Regazzi trägt als Chef die Verantwortung für die Planung, das Budget, die verschiedenen Trainer – und kümmert sich aktiv um die Sparte Halfpipe. Wenn er mit dem Team unterwegs ist, legt er Wert auf das Zusammenleben. Darum zieht er es vor, Wohnungen zu mieten statt Hotelzimmer, weil man sich dadurch besser kennenlernt. «Unsere Sportart ist sehr komplex», sagt Regazzi, «Physis, Technik und Akrobatik sind elementare Voraussetzungen. Aber der letztlich ausschlaggebende Punkt ist die mentale Verfassung. Je besser ich weiss, wie der Athlet funktioniert, desto eher kann ich Einfluss nehmen.»

Unsere Sportart ist sehr komplex. Physis, Technik und Akrobatik sind elementare Voraussetzungen. Aber der letztlich ausschlaggebende Punkt ist die mentale Verfassung. 

 

Regazzi betont die Bedeutung des gegen seitigen Vertrauens: «Das kann man am effizientesten aufbauen, indem man den intensiven Austausch pflegt und Dinge macht, die nicht unmittelbar mit dem Sport zu tun haben.» Zum Beispiel: gemeinsam kochen und dabei das Bewusstsein schüren, auf gesunde Ernährung zu achten. Für Essen und heimische Tradition interessiert sich Regazzi seit je: Er hat schon zwei Bücher mit Kochrezepten und kulinarischen Geschichten aus dem Tessin verfasst. Und wenn es die Zeit erlaubt, hält er sich gerne auf dem Lago Maggiore auf. Als Kind verbrachte er mit seinem Grossvater, einem Fischer, Stunden auf dem See, er rief später die erste Wakeboardschule im Tessin ins Leben – und einen Campingplatz führte er auch einmal.

Das grosse Ziel: Olympia 2022

Hinter Regazzi liegt nun ein Winter, der Corona-bedingt auch für die Snowboarder speziell war. Wettkämpfe fanden nur wenige statt, «dafür konnten wir intensiv trainieren», sagt Regazzi. Die Bilanz fällt durchzogen aus. Im Halfpipe-Bereich sorgte Jan Scherrer mit Bronze an der WM in Aspen für das überragende Resultat.

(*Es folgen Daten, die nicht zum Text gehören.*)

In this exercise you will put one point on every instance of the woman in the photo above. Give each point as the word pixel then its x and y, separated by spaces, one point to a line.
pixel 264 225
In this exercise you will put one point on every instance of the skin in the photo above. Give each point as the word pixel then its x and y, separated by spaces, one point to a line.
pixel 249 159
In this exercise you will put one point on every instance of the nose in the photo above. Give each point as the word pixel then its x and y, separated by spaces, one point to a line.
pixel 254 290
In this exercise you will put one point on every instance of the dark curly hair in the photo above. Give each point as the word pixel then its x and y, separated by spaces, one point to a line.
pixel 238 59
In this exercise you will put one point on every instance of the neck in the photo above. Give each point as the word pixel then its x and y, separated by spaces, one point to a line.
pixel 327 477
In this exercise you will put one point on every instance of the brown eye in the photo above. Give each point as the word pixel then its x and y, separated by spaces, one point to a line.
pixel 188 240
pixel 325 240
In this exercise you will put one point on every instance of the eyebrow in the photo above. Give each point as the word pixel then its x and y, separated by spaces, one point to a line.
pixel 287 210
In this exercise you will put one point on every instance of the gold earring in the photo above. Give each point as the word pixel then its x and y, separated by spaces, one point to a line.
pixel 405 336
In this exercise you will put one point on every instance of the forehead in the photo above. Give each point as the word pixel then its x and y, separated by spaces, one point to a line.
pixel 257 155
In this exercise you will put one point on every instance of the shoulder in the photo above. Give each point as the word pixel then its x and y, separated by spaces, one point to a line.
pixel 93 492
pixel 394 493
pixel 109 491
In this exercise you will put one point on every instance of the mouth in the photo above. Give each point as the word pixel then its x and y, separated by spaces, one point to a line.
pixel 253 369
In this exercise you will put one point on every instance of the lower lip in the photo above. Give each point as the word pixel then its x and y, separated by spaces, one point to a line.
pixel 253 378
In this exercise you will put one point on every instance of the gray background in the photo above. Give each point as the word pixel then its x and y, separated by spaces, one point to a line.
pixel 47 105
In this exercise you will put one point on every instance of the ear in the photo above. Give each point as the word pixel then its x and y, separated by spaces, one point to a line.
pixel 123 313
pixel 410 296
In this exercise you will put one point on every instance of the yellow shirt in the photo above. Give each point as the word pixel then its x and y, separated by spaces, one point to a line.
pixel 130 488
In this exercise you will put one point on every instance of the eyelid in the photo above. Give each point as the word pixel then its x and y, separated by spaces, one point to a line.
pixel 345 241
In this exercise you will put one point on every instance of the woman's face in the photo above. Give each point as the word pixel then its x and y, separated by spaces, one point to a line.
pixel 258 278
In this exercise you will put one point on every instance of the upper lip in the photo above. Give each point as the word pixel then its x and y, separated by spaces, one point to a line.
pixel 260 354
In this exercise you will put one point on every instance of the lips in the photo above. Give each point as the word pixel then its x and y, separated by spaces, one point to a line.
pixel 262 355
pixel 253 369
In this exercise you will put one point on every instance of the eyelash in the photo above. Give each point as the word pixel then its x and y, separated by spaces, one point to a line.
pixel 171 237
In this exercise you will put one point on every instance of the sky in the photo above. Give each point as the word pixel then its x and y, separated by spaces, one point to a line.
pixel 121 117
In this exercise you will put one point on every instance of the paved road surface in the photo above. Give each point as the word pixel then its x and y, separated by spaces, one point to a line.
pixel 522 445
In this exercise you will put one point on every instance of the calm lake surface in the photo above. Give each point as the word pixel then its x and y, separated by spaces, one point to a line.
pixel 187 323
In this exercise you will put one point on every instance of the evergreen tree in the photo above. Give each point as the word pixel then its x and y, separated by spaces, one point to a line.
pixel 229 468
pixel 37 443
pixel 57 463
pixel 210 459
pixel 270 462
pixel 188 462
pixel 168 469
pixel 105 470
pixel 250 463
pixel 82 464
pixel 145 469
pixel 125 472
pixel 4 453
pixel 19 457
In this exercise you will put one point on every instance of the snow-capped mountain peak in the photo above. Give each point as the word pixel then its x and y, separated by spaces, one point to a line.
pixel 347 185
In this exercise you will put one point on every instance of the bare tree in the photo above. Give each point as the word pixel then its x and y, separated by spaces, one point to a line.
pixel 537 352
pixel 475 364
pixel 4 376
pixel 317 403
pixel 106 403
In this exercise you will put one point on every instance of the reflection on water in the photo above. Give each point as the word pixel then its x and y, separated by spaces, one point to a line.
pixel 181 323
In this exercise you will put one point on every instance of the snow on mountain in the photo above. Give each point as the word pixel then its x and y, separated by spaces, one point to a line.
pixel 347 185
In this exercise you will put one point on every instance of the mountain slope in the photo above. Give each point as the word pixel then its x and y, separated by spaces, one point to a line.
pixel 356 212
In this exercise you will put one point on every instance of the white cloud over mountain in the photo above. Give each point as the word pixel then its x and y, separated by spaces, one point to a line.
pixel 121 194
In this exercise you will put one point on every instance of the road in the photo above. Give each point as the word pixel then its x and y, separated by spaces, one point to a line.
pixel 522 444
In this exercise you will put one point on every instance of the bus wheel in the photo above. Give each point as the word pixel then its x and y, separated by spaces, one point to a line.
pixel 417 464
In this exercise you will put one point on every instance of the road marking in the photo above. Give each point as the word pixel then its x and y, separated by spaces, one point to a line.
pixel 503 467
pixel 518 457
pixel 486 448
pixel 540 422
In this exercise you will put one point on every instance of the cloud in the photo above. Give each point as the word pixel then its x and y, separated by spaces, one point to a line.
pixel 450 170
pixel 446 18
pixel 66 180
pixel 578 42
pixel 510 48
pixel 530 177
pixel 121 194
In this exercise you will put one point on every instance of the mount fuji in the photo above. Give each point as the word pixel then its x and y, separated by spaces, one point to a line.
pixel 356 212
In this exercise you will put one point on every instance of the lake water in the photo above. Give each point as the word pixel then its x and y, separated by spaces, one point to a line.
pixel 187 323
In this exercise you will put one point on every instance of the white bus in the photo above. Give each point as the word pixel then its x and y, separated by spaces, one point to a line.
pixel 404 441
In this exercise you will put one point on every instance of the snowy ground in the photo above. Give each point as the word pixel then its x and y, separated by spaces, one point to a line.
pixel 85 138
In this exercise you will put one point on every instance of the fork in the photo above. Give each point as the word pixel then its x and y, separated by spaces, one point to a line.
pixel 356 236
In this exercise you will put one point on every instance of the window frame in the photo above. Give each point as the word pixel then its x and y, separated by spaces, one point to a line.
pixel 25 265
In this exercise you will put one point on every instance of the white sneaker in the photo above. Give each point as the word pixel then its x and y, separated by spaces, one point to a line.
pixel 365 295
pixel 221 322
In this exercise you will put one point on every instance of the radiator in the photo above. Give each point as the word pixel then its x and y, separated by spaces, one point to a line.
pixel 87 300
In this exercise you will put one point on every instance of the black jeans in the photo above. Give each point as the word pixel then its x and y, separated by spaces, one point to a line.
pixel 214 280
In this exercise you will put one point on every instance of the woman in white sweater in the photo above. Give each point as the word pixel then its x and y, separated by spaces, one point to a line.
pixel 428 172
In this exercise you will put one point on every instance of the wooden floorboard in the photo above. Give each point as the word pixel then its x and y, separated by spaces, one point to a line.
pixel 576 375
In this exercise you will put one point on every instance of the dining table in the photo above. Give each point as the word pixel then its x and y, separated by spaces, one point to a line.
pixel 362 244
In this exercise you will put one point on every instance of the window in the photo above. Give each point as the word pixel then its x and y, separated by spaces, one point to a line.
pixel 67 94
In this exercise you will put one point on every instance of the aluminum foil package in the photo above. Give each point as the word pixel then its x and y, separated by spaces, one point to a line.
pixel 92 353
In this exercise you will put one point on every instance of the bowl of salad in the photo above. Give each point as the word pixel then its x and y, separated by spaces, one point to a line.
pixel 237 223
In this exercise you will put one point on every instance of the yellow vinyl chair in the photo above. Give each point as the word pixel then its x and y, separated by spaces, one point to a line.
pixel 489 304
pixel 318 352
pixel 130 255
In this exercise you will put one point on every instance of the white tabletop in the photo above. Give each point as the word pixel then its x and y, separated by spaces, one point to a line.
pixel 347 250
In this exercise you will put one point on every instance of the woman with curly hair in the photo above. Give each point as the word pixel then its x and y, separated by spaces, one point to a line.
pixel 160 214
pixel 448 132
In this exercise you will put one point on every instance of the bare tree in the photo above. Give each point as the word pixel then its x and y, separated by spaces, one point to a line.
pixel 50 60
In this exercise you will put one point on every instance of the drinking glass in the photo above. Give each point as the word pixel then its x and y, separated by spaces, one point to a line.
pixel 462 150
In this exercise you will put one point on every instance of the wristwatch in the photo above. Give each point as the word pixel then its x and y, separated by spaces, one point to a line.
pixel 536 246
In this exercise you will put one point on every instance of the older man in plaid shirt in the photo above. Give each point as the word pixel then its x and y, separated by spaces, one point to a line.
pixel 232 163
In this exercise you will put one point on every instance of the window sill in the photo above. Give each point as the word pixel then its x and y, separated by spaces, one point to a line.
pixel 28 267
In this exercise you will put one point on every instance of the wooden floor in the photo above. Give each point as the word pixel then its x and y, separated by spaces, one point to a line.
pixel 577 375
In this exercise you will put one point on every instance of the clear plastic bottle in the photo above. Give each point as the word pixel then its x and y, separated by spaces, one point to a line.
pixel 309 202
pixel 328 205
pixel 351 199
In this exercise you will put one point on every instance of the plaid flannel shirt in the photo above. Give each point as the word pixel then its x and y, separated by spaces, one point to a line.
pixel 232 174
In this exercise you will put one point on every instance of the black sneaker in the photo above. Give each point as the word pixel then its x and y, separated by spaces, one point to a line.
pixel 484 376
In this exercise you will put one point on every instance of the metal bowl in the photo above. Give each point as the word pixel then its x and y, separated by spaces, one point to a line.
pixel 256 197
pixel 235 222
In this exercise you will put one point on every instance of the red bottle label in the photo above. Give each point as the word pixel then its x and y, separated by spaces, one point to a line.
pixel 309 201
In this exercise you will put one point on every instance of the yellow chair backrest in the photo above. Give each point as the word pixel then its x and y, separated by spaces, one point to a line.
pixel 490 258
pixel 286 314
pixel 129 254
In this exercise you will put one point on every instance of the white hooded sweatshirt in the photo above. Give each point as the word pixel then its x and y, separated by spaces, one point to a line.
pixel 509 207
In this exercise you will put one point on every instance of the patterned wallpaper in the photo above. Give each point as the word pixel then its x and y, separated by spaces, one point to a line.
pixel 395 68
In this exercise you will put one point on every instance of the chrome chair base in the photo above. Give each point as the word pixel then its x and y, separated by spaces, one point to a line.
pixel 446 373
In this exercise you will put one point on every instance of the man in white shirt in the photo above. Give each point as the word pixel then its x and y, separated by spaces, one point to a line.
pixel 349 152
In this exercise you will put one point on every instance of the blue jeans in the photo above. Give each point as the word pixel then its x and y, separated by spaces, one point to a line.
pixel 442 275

Bei den Slopestylern hingegen lief, auch wegen Verletzungen und Corona, vieles schief. «Für sie war der Winter sehr bitter», sagt Regazzi.

Aber Zweifel befallen ihn deswegen nicht. Er denkt an die kommende Saison mit dem Höhepunkt Olympische Spiele in Peking. «Darauf richten wir unsere Planung aus», sagt er, «wir versuchen, Details zu verbessern, zu ‹schrüübele›, wo es geht. Damit wir am Tag X die optimale Leistung abrufen können.